Das Essener Unternehmen meldete für das vergangene Geschäftsjahr einen Nettoverlust von 1,4 Milliarden Euro. Diese enttäuschende Zahl ist zwar eine Verbesserung gegenüber den 2 Milliarden Euro Verlust im Vorjahr, spiegelt aber immer noch die großen Herausforderungen wider. Besagte Verluste resultierten vor allem aus der jüngsten Wertberichtigung. Der Umsatz sank um 7 Prozent auf 35 Milliarden Euro.
Ein erfrischender Lichtblick für die Aktionäre: Trotz der Turbulenzen entschied sich Thyssenkrupp, die Dividende stabil bei 0,15 Euro pro Aktie zu halten. Diese Entscheidung ließ den Aktienkurs um 2 Prozent steigen, selbst nachdem er im vergangenen Jahr stark eingebrochen war.
In einem Klima des Umbaus und der Fokussierung auf den Verkauf von Unternehmensteilen, einschließlich des Stahls und der Marinesparte Thyssenkrupp Marine Systems, hat sich der Fokus verlagert. Trotz abgesprungener Interessenten wie der US-Investorengruppe Carlyle, die erst im letzten Monat ihre Angebote zurückzog, plant das Unternehmen nun einen Börsengang für die Marinesparte. Gerüchte um potenzielle Übernahmeinteressenten, darunter die familiengeführte Lürssen-Gruppe, verstärken die Spannung.
Die Zukunft der Stahlabteilung wird derzeit mit dem tschechischen Milliardär Daniel Křetínský diskutiert. Er hat in diesem Jahr 20 Prozent des Stahlgeschäfts erworben und zeigt Interesse, seinen Anteil auf 50 Prozent zu erhöhen. Doch interne Streitigkeiten über die Kosten des Umstiegs auf 'grünen Stahl' sorgen für Komplikationen. Hierbei handelt es sich um eine Produktion, die Wasserstoff und Elektrizität anstelle von Gas einsetzt.

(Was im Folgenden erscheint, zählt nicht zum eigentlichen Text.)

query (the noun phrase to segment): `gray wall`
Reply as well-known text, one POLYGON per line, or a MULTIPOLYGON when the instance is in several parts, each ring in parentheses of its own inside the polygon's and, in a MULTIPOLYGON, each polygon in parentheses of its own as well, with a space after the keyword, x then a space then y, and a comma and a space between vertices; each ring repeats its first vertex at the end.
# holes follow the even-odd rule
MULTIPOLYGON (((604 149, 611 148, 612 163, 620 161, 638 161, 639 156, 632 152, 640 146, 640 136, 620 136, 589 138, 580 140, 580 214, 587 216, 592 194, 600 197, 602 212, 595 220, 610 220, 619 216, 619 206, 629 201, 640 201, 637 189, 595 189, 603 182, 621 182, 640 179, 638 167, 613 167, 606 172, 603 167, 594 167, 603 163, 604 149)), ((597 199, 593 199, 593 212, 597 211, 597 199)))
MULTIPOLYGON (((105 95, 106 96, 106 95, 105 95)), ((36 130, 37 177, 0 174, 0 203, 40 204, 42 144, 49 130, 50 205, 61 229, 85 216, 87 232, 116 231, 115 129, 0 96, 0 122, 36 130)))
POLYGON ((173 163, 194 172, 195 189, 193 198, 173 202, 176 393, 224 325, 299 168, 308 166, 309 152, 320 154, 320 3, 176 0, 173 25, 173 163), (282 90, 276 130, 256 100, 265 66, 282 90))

Im August führten Differenzen über den Umgang mit dieser grünen Wende zum Rücktritt mehrerer Top-Manager, darunter Stahlchef Bernhard Osburg und Aufsichtsratsvorsitzender Sigmar Gabriel. Die Folgen dieser Turbulenzen beunruhigen auch die deutsche Politik. Dennoch haben Berlin und regionale Behörden ihre Unterstützung zugesagt und 2 Milliarden Euro zur Förderung der Dekarbonisierungsbemühungen versprochen.
Mit Optimismus in die Zukunft blickend, prognostiziert Thyssenkrupp eine Rückkehr in die Gewinnzone im nächsten Jahr. Das Unternehmen erwartet einen Nettogewinn zwischen 100 Millionen und 500 Millionen Euro und betont, dass die negativen Markteffekte des vergangenen Jahres durch ein umfassendes Sparprogramm abgefedert wurden, welches fortgeführt werden soll.